Since the beginning of 2020, labs from all around the world are sequencing the material from positive tests of people affected by COVID-19 and then depositing sequences mostly to three points of collection: GenBank, COG-UK, and GISAID. A fast exploration of this huge amount of data is important for understanding how the genome of the virus is changing. For enabling fast “surfing” over this data, the research group of Politecnico di Milano led by Prof. Stefano Ceri has developed ViruSurf (http://gmql.eu/virusurf), a search engine operating on top of a centralized database stored at Politecnico. The database is
periodically reloaded from the three sources and as of today contains 200,516 sequences of SARS-CoV-2, the virus causing COVID-19, and 33,256 sequences of other viral species also associated to epidemics affecting humans, such as SARS, MERS, Ebola, and Dengue.
Every sequence is described from four perspectives: the biological features of the virus and the host, the sequencing technology, the project that has produced the original data, the mutations of the whole sequence of nucleotides and of gene-specific amino acids. The advantage provided by ViruSurf is the use of an algorithm for computing viral mutations homogeneously across sources, using cloud computing. The database is optimized for giving quick responses to the search engine surfers.
Among the future developments of ViruSurf, the most important, funded by a six-month-long project by EIT Digital, is a bio-informatic service for ingesting new viral sequences, which highlights the presence of viral mutations associated with enhanced or reduced severity and virulence as they are discovered.

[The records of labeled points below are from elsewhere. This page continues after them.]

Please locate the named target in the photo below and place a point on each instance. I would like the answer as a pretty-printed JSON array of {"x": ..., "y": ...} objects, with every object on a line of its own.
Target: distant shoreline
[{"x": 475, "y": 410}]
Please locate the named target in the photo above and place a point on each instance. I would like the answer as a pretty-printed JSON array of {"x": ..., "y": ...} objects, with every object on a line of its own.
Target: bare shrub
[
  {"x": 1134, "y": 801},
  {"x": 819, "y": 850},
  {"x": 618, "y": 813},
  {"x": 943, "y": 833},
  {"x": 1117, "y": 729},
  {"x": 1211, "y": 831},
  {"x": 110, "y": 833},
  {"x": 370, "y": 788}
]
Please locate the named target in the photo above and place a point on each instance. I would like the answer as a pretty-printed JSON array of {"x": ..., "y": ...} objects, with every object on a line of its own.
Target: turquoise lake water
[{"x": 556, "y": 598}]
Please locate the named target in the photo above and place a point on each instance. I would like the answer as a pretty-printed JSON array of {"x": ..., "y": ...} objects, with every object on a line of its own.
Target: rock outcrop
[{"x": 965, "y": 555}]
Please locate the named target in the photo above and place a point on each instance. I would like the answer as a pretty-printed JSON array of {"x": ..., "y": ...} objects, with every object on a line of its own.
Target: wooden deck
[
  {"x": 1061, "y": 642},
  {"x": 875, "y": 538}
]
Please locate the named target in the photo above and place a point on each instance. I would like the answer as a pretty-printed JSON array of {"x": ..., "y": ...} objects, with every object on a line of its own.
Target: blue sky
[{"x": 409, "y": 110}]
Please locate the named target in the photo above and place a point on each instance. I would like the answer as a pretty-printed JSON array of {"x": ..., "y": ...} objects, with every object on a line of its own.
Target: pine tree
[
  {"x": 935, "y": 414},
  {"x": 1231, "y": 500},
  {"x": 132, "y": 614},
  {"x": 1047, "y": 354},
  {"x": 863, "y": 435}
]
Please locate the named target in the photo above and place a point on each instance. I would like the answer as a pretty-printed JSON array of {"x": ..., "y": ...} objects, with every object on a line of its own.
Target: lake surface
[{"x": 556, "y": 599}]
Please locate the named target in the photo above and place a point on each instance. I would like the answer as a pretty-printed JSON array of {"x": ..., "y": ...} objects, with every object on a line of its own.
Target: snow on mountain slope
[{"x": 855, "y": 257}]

Used in clinics, particularly with a less acute pandemics spreading, it will support the addition of critical information to the patient health record; other uses will be possible in the context of animal farming or of the food chain. The system will soon allow the tracing of epitopes – amino acid sequences that are used in vaccine design – for instance to associate epitopes with mutations of the virus that could be present in given countries of the world and that could affect vaccine.
“In the GeCo project, financed by the European Research Council, we had already developed a search engine for datasets describing the human genome, called GenoSurf; at the beginning of the pandemic, there was no such system for viral sequences. To better understand its requirements, we interviewed about twenty expert virologists from all over the world. The result is a user-friendly system: any researcher can connect to it and perform queries, for instance, about when a viral mutation started and how it has spread in the world”—says Stefano Ceri, the project leader. The article is published on a high relevance journal, Nucleic Acids Research (https://doi.org/10.1093/nar/gkaa846), in the database issue that every year collects the descriptions of the most significant biological databases. The article is authored also by Pietro Pinoli, algorithm designer, Arif Canakoglu, software architect, Anna Bernasconi, data designer, Tommaso Alfonsi, designer of the data loading pipeline, and Damianos P. Melidis from L3S (Hannover), author of some algorithms.